Chapter 8: Essential File and Text Utilities


Linux ships with a rich set of command-line utilities for inspecting, finding, and manipulating files. This chapter covers the tools you will use most often — from checking file types and permissions to searching content and managing disk space.


Inspecting Files

file document.pdf                      # determine file type from content, not extension
wc file.txt                            # count lines, words, bytes
wc -l file.txt                         # count lines only
stat file.txt                          # detailed metadata: size, permissions, timestamps
du -sh directory/                      # disk usage of a directory (human-readable)
du -sh *                               # disk usage of everything in the current directory
df -h                                  # filesystem disk space usage (human-readable)

Viewing File Contents

cat file.txt                           # print entire file
less file.txt                          # page through a file (q to quit, / to search)
head file.txt                          # first 10 lines
head -n 20 file.txt                    # first 20 lines
tail file.txt                          # last 10 lines
tail -n 20 file.txt                    # last 20 lines
tail -f logfile.txt                    # follow a file in real time (Ctrl+C to stop)

less is the most useful for large files: it does not load the entire file into memory, supports searching with /, and you can scroll both ways.


Finding Files

find: search by attributes

find . -name "*.txt"                   # find by name pattern (case-sensitive)
find . -iname "*.txt"                  # case-insensitive
find /home -type f                     # files only (not directories)
find /home -type d                     # directories only
find . -mtime -7                       # modified in the last 7 days
find . -size +10M                      # files larger than 10 MB
find . -name "*.log" -delete           # find and delete
find . -name "*.py" -exec wc -l {} \;  # find and run a command on each result
locate filename                        # instant search using a pre-built index
sudo updatedb                          # update the index (run after adding new files)
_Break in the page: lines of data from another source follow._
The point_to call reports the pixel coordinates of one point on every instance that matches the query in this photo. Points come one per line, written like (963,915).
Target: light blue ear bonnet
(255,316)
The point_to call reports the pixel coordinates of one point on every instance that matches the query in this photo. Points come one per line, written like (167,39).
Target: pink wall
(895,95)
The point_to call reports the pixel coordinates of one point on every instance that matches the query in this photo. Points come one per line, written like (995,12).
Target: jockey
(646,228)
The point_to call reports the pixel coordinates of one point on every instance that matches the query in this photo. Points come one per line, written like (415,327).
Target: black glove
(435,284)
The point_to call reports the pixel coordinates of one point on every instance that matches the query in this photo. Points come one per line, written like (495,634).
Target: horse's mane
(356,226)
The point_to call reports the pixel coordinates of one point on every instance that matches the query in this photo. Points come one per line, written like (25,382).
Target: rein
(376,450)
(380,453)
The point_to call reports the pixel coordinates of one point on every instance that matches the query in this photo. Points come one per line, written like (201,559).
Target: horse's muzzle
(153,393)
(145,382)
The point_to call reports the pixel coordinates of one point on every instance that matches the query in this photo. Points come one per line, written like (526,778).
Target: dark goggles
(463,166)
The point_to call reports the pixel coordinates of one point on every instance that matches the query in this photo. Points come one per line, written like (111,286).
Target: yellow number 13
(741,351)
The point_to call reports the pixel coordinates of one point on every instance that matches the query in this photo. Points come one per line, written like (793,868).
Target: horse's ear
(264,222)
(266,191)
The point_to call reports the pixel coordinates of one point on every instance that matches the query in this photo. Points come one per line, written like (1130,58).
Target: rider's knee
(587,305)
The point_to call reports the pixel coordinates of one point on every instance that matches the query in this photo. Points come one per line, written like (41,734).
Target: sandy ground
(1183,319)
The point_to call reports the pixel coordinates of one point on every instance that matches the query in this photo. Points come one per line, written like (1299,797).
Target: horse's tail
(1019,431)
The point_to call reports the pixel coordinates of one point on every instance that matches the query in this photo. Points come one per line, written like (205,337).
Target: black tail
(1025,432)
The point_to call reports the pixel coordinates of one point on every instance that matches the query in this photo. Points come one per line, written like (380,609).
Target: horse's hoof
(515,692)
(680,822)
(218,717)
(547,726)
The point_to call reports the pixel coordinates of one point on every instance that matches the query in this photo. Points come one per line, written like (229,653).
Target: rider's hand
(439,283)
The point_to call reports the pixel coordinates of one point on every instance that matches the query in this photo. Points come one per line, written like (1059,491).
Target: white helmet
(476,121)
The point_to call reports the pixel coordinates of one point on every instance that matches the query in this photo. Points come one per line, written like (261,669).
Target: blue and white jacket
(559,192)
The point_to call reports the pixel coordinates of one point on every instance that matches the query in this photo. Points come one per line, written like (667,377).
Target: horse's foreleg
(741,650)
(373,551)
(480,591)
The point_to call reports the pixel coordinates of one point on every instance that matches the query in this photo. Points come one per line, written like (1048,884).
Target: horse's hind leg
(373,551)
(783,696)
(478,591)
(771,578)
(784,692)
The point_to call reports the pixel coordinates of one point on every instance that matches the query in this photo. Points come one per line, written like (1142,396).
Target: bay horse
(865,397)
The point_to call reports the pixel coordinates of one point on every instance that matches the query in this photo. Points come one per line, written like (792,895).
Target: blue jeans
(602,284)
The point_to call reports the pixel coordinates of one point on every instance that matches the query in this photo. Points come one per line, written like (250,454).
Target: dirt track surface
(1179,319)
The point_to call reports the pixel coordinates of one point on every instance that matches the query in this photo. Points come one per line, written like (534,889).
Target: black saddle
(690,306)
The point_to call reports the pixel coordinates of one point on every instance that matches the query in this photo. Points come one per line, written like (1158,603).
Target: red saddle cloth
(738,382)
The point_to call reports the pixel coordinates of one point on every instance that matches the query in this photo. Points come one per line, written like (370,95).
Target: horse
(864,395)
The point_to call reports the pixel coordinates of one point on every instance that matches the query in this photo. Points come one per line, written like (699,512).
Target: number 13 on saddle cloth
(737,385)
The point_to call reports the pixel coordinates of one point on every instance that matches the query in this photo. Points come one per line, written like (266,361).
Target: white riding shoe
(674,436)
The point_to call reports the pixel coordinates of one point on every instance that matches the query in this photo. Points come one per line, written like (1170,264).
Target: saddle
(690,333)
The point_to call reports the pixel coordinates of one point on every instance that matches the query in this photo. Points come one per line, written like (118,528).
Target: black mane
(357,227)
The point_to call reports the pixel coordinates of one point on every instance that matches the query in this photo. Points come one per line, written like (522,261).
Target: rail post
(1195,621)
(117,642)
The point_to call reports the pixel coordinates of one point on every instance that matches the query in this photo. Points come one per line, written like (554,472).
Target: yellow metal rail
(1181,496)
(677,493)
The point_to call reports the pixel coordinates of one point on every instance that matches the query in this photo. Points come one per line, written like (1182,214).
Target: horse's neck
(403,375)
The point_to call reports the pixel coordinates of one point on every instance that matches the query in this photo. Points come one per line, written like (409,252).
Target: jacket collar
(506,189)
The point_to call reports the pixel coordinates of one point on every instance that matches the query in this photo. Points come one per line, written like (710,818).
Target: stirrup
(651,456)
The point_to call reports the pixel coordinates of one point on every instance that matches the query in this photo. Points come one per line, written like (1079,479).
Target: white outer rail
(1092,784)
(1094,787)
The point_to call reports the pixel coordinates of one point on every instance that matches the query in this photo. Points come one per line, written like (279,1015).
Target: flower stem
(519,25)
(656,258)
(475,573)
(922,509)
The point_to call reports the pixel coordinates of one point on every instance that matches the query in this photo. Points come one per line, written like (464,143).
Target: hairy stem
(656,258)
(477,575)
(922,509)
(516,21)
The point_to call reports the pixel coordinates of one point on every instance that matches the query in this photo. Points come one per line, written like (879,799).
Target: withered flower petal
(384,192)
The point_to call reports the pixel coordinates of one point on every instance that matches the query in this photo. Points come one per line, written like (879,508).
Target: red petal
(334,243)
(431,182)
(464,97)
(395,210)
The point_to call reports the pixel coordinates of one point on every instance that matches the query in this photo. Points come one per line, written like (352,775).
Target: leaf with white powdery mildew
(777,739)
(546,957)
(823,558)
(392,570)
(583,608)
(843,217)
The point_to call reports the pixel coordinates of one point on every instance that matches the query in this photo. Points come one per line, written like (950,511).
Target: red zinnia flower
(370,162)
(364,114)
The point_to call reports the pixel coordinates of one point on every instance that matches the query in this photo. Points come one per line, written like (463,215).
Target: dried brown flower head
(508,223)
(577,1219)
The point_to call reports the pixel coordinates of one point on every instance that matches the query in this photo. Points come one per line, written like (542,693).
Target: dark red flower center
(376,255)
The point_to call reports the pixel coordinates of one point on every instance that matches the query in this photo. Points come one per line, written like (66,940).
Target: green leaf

locate is much faster than find but only knows about files that existed when the index was last updated.

Locating commands

which python3                          # full path of an executable in your PATH
whereis python3                        # binary, source, and man page locations
type python3                           # how the shell resolves a command (alias, function, binary)

Searching File Contents

grep: search for patterns

grep "pattern" file.txt                # search in a file
grep -r "pattern" directory/           # search recursively
grep -i "pattern" file.txt             # case-insensitive
grep -n "pattern" file.txt             # show line numbers
grep -l "pattern" directory/           # list files that match (not lines)
grep -v "pattern" file.txt             # invert: lines that do NOT match
grep -c "pattern" file.txt             # count matching lines

For large codebases, ripgrep (rg) is significantly faster than grep and respects .gitignore by default:

sudo apt install ripgrep
rg "pattern" .                         # fast recursive search

File Permissions

Every file has three permission sets: owner, group, others. Each set has three bits: read (r=4), write (w=2), execute (x=1).

ls -l file.txt
# -rw-r--r-- 1 user group 1234 Jan 1 12:00 file.txt
# ^ ^^^ ^^^ ^^^
# | |   |   +-- others: r-- (read only)
# | |   +------ group: r-- (read only)
# | +---------- owner: rw- (read + write)
# +------------ type: - (file), d (directory), l (symlink)

chmod: change permissions

# Symbolic notation
chmod u+x script.sh                    # add execute for owner
chmod go-w file.txt                    # remove write for group and others
chmod a+r file.txt                     # add read for all (a = all)

# Octal notation (more common in scripts)
chmod 755 script.sh                    # rwxr-xr-x
chmod 644 file.txt                     # rw-r--r--
chmod 600 ~/.ssh/id_ed25519            # rw------- (private key)
chmod 700 ~/.ssh                       # rwx------ (directory)

Common octal values: 755 for executables and directories, 644 for regular files, 600 for sensitive files.

chown: change ownership

sudo chown user file.txt               # change owner
sudo chown user:group file.txt         # change owner and group
sudo chown -R user:group directory/    # recursive

# Symbolic link (like a shortcut — can cross filesystems)
ln -s /path/to/target linkname

# Hard link (another name for the same file — same filesystem only)
ln /path/to/file hardlinkname

# Check where a symlink points
readlink -f linkname
ls -la                                 # symlinks shown as: name -> target

Checking Open Files

lsof /path/to/file                     # which process has this file open
lsof -p 1234                           # all files opened by PID 1234
lsof -i :8080                          # process using port 8080

lsof is invaluable when you cannot delete or unmount something because a process has it open.